5L’ouvrage comprend deux parties. La première est consacrée à la pintada, pratique militante collective devenue, nous précise Epstein, le sceau du système politique uruguayen, une véritable institution dont elle analyse avec une grande finesse les modes d’agir et de penser des ses auteurs ; la seconde s’intéresse aux formes plus récentes d’inscription urbaine, anonymes, généralement individuelles et non corporatives, fruits d’une nouvelle génération de « griffonneurs » des rues : leyendas, pochoirs, graffiti politiques et quelques réalisations relevant du street art. À travers les entretiens qu’Epstein a conduits auprès des membres des brigades des plus importantes formations politiques, se révèlent les enjeux individuels et collectifs de la pintada, des pans entiers de la vie de la brigade et, au-delà, de la vie politique montevidéenne.
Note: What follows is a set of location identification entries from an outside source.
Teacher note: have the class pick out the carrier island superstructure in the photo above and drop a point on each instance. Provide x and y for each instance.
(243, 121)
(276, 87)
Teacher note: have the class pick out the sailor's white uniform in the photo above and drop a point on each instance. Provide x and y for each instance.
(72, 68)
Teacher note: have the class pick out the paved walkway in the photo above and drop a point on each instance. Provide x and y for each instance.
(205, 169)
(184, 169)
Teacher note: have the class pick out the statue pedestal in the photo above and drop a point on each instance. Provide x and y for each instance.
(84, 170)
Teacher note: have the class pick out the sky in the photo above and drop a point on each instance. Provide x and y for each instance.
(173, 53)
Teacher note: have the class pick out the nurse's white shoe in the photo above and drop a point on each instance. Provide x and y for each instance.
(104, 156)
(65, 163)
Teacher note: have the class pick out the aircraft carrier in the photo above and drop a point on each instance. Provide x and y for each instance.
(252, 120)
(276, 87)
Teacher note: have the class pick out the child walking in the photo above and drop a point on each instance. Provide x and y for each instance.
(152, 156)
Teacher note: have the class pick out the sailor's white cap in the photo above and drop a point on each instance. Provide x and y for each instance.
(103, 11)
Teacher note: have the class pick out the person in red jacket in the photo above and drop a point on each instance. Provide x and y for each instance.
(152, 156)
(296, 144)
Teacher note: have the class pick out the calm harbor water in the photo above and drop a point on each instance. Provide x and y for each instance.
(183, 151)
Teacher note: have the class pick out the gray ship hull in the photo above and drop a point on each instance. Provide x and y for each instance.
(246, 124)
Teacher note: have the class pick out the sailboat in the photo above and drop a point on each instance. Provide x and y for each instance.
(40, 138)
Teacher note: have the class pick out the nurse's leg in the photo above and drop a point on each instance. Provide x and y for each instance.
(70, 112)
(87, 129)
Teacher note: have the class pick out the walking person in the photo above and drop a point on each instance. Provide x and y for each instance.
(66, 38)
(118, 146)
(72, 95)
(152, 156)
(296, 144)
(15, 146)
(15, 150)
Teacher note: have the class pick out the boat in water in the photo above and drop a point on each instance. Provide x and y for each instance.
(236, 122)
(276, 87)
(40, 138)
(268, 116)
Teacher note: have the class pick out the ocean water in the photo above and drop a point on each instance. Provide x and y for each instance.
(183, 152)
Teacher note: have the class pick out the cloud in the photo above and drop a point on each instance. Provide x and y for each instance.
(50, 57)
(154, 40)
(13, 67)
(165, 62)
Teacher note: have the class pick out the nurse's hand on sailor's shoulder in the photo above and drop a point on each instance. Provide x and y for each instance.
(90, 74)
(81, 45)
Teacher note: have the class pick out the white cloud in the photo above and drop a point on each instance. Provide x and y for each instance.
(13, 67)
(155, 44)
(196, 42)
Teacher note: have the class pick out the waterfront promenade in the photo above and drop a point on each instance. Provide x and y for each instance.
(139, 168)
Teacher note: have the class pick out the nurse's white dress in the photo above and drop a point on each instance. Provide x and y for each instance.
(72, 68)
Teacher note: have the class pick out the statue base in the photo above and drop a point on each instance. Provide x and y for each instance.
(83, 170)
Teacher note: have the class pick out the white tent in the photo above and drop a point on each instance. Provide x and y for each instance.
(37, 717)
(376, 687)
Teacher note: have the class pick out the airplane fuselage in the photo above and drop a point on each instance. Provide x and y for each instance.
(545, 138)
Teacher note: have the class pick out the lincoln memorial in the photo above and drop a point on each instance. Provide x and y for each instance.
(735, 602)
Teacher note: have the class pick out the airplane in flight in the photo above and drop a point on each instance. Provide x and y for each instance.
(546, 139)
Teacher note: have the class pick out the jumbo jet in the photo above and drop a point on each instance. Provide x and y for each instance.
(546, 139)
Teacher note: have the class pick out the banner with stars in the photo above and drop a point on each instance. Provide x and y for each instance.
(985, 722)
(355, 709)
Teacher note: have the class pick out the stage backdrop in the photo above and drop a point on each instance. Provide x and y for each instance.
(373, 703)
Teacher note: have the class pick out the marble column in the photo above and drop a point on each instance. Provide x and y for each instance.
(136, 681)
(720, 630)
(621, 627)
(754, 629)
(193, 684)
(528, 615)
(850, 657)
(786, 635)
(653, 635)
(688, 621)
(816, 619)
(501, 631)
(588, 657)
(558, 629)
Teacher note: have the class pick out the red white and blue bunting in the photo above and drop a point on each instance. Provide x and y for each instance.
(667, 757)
6La question du fondement agonistique de la pintada, que l’auteur, à la suite des militants, a désigné comme la « guerre des murs », introduit une réflexion passionnante sur la manière dont ceux-ci s’engagent, physiquement, dans le débat démocratique : elle définit cette pratique comme un « rite politique » renouvelé à chaque élection, un « rite de combat » et de construction identitaire. Les brigades disposent de deux armes principales : l’occupation des murs de la ville et les slogans qui y sont peints dont la portée, par le recours à une élaboration maîtrisée à la fois du signifiant – dimensions des lettres, couleurs, formes… – et du signifié – les subtilités sémantiques contenues dans le message lui-même et la forme stylistique adoptée (palimpseste, métaphore, connotation…) –, est destinée à frapper les esprits. Recouvrement des pintadas des groupes adverses et surenchère, par occupations croissantes des murs, afin de montrer partout sa présence sont les deux moteurs de cette guerre. Dans l’affrontement entre brigades naissent des stratégies, des alliances et des rivalités aux règles changeantes selon que l’on est, ou non, en campagne. « Parce que c’est une lutte, dit un militant, en campagne, tu peins un mur et tu n’es même pas au coin de la rue qu’un autre vient derrière toi et te le recouvre, c’est à celui qui aura le plus de peinture » (p. 65). « Ce qui compte, souligne alors l’auteur, c’est de ne pas perdre les murs », la pintada étant toujours réalisée sur une surface blanchie à la chaux, effaçant le message antérieur.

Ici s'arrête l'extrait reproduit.